Deputy of the Legislative Assembly of El Salvador
- In office 1888–1889 Serving with José Dolores Larreynaga Ayala
- Preceded by: José Valle Rodríguez
- Succeeded by: José Rocas Pacas Pineda

Magistrate of the Supreme Court of Justice of El Salvador
- In office 1883–1884 Serving with José Trigueros
- Preceded by: Cruz Ulloa
- Succeeded by: Antonio Ruiz

Personal details
- Born: June 24, 1847 El Sauce, La Unión, El Salvador
- Died: December 2, 1924 (aged 77) San Salvador, El Salvador

= Juan María Villatoro Medrano =

Salvadoran Congressman and Attorney

Juan María Villatoro Medrano (June 24, 1847 – December 2, 1924) was a Salvadoran congressman, attorney, notary, and magistrate of the Supreme Court of Justice of El Salvador.

== Early life ==
Juan María Villatoro Medrano was born on June 24, 1847, in El Sauce, La Unión, El Salvador.

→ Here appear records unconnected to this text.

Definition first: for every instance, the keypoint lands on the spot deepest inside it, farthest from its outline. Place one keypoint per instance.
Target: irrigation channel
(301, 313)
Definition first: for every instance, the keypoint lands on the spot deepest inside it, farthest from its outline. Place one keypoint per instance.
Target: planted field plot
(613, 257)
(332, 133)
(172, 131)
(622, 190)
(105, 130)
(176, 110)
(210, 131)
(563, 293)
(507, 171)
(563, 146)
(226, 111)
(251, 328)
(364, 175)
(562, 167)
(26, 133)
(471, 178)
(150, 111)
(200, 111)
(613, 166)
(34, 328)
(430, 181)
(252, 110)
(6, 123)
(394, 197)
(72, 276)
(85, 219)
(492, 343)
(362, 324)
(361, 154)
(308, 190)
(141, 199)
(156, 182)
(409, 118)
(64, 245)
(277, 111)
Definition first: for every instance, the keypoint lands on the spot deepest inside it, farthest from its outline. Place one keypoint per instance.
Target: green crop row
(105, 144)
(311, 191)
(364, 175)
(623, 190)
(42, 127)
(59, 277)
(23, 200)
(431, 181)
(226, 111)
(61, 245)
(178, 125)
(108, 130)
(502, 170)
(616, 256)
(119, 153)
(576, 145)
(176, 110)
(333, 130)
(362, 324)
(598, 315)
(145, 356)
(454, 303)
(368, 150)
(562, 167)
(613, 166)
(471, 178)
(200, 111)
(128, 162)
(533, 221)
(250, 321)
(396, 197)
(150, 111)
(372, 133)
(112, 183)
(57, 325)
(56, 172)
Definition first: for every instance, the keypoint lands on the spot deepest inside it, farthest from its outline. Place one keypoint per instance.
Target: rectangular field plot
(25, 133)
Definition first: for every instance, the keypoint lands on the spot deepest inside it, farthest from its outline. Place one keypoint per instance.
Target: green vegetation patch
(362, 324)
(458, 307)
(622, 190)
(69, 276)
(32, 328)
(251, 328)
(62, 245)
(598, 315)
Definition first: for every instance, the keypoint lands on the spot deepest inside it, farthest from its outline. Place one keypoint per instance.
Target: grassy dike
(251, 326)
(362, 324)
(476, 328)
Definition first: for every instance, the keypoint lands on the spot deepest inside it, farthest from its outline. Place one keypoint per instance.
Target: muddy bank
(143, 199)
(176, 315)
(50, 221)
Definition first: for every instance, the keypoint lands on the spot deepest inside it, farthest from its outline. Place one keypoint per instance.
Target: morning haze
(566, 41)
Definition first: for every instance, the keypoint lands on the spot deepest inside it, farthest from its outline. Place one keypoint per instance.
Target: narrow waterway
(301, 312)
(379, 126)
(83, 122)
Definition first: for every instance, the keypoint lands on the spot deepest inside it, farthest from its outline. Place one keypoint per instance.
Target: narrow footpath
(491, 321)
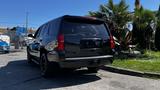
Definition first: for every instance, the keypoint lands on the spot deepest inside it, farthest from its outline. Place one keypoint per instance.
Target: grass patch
(148, 62)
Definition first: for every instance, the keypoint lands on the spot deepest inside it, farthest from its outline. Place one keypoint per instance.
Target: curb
(130, 72)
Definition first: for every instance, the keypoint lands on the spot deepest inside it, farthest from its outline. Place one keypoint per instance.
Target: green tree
(142, 31)
(157, 34)
(116, 15)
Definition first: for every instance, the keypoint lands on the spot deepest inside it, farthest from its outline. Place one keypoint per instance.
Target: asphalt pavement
(17, 74)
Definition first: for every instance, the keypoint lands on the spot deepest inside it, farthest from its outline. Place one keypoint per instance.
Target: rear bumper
(95, 61)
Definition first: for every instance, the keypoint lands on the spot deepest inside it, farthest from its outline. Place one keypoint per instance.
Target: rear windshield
(86, 30)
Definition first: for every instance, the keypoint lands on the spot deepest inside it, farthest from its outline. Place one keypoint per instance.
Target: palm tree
(116, 15)
(137, 4)
(142, 32)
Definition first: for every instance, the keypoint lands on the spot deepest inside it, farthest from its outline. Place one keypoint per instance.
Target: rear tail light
(112, 44)
(60, 42)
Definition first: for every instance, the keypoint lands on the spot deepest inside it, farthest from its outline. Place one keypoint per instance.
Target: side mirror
(30, 35)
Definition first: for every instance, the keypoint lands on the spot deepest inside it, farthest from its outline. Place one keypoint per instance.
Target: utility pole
(27, 15)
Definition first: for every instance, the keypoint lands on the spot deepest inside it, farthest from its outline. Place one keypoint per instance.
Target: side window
(37, 33)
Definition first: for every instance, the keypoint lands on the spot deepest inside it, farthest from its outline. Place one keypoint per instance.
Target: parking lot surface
(17, 74)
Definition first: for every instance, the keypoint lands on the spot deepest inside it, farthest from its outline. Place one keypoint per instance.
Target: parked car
(4, 43)
(71, 42)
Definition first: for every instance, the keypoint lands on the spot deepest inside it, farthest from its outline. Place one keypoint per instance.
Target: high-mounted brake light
(60, 42)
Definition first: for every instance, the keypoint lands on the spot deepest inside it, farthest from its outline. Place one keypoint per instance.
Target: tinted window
(85, 29)
(44, 30)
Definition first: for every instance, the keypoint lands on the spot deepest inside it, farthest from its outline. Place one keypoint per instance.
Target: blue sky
(13, 12)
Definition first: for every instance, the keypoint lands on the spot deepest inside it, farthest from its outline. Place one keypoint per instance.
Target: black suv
(71, 42)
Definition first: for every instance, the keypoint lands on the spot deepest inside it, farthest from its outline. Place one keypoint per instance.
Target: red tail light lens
(60, 42)
(112, 44)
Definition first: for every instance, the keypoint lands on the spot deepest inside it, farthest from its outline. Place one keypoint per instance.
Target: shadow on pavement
(20, 75)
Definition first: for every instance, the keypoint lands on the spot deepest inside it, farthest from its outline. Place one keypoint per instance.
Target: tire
(44, 65)
(93, 69)
(29, 57)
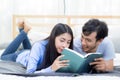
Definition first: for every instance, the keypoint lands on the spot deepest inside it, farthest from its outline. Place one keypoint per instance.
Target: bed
(41, 27)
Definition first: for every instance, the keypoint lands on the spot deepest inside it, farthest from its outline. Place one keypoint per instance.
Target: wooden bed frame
(50, 20)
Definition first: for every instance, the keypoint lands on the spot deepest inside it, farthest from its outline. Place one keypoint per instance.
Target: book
(77, 62)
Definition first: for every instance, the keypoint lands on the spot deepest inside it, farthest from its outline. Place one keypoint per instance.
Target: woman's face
(62, 41)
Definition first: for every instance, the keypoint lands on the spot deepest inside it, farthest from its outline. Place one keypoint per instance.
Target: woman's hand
(59, 63)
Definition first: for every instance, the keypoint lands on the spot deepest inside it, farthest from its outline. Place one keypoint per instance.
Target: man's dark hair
(95, 25)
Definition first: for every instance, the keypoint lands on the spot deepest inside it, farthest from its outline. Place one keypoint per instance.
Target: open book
(78, 63)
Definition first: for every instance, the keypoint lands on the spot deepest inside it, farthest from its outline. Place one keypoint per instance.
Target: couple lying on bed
(44, 55)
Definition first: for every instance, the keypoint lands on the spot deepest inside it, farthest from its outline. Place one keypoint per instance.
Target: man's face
(89, 43)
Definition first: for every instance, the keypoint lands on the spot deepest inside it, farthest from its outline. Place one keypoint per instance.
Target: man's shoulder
(107, 40)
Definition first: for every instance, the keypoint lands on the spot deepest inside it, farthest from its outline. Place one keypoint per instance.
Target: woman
(45, 54)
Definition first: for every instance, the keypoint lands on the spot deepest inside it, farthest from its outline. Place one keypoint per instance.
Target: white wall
(52, 7)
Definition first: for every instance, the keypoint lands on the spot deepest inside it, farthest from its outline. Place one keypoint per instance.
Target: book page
(75, 52)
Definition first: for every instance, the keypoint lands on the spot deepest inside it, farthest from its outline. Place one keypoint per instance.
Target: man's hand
(59, 63)
(102, 65)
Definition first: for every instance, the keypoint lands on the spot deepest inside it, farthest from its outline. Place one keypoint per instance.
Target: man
(94, 39)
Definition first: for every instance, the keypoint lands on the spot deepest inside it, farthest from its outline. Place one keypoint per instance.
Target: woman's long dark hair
(51, 52)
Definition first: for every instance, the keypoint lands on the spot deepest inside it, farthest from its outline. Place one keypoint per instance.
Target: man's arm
(102, 65)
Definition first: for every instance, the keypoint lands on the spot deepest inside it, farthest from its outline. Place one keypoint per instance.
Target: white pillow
(36, 36)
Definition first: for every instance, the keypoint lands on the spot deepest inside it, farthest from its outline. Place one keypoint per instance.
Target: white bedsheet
(13, 77)
(81, 77)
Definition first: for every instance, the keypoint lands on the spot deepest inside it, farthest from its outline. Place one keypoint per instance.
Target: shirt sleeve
(45, 70)
(36, 55)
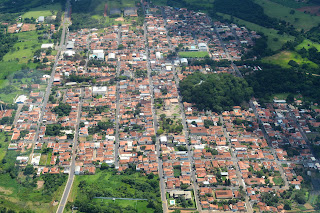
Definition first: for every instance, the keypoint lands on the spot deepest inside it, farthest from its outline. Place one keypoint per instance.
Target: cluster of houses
(121, 88)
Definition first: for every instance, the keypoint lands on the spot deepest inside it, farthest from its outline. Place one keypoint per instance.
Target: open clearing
(45, 10)
(275, 41)
(299, 19)
(291, 4)
(310, 9)
(284, 57)
(307, 44)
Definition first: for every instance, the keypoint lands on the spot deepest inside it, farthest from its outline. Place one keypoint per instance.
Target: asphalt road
(116, 146)
(67, 189)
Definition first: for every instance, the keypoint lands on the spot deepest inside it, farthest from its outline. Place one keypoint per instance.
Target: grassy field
(299, 19)
(193, 54)
(23, 196)
(115, 185)
(45, 10)
(25, 49)
(13, 61)
(308, 44)
(291, 4)
(284, 57)
(140, 206)
(275, 41)
(277, 181)
(3, 145)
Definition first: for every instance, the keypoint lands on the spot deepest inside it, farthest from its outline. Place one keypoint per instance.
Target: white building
(41, 19)
(203, 47)
(111, 56)
(99, 90)
(36, 159)
(184, 61)
(46, 46)
(21, 99)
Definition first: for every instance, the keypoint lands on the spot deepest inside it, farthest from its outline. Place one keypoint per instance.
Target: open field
(193, 54)
(25, 48)
(299, 19)
(308, 44)
(140, 206)
(19, 194)
(3, 144)
(45, 10)
(291, 4)
(284, 57)
(275, 41)
(124, 185)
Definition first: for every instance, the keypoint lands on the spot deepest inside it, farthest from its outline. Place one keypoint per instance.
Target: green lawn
(195, 54)
(140, 206)
(3, 145)
(299, 19)
(292, 4)
(278, 181)
(45, 10)
(26, 48)
(110, 184)
(275, 41)
(284, 57)
(17, 193)
(307, 44)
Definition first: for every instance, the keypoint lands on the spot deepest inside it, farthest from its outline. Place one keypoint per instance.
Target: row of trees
(274, 79)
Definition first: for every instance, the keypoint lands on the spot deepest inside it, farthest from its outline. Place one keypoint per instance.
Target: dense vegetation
(274, 79)
(215, 92)
(107, 183)
(246, 10)
(6, 43)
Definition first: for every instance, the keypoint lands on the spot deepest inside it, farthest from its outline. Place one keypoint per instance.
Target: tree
(160, 131)
(287, 206)
(104, 166)
(300, 197)
(290, 98)
(293, 63)
(28, 170)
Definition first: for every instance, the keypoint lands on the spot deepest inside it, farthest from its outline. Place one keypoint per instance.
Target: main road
(68, 187)
(155, 122)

Corte Suprema de Justicia de El Salvador (1924). "Revista judicial: publicación quincenal de la Corte Suprema de Justicia"

== Political and judicial career ==
Between 1869 and 1888, he served as a deputy of the Ordinary Legislatures of El Salvador.

He was also a deputy during the Constitutional Assemblies of 1871 and 1872–1873, and again in 1883, where he served as secretary to the board of directors.

In August 1876, he served as Second Judge of San Miguel.

He later held positions as a substitute magistrate of the Court of Casación and as a magistrate of the Supreme Court of Justice of El Salvador, serving in December 1883 and January 1886.

He also served as Judge of San Miguel in September 1886.